Thepurplelantern · 17/02/2023 07:54

Zero is the absence of numbers not a tradional number as such. It didn’t exist for a long time because people didn’t really have the reason to count zero apples or zero gold pieces. That is why multiplying by zero is not the same as other number division, the answer is undefined the standard rules don’t apply.

TeenDivided · 17/02/2023 07:55

Namechanger355 · 17/02/2023 07:51

Loving this thread

more maths puzzles please!

Just for you, I shall prove that 2=1

Suppose a = b
Then multiply by a gives a^2 = ab
Subtract b2 gives a2 - b2 = ab - b2
Factorising gives (a+b)(a-b) = b(a-b)
Divide by a-b gives a+b = b
So if a=1, then as a=b, b= 1, so substituting gives 1+1=1, ie 2=1.

ReneBumsWombats · 17/02/2023 07:56

12 x 0 is the same as 0 x 12. It doesn't matter how many times you multiply no apples, you've got no apples.

Twiglets1 · 17/02/2023 07:56

picklemewalnuts · 17/02/2023 07:04

How old are you guys?

I'm mid fifties and think I was taught 12/0=12

I might be wrong... but I think I was!

I'm in my 50s and was taught that 12 divided by 1 is 12.

Anything divided by 1 is the original number.

TeenDivided · 17/02/2023 07:57

a 2 - b 2 = ab - b ^ 2 (MN formatting strikes again)

TeenDivided · 17/02/2023 07:57

TeenDivided · 17/02/2023 07:57

a 2 - b 2 = ab - b ^ 2 (MN formatting strikes again)

Give up.
a squared - b squared = ab - b squared

Thepurplelantern · 17/02/2023 07:58

Thepurplelantern · 17/02/2023 07:54

Zero is the absence of numbers not a tradional number as such. It didn’t exist for a long time because people didn’t really have the reason to count zero apples or zero gold pieces. That is why multiplying by zero is not the same as other number division, the answer is undefined the standard rules don’t apply.
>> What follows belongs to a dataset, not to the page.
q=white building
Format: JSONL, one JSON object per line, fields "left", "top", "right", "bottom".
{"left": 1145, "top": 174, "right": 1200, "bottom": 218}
Obviously I meant dividing here not multiplying 😫

ReneBumsWombats · 17/02/2023 07:59

TeenDivided · 17/02/2023 07:57

Give up.
a squared - b squared = ab - b squared

Could you write it on a piece of paper, take a pic and upload?

TeenDivided · 17/02/2023 08:00

ReneBumsWombats · 17/02/2023 07:59

Could you write it on a piece of paper, take a pic and upload?

No. Sad I'm not that clever. Using a laptop.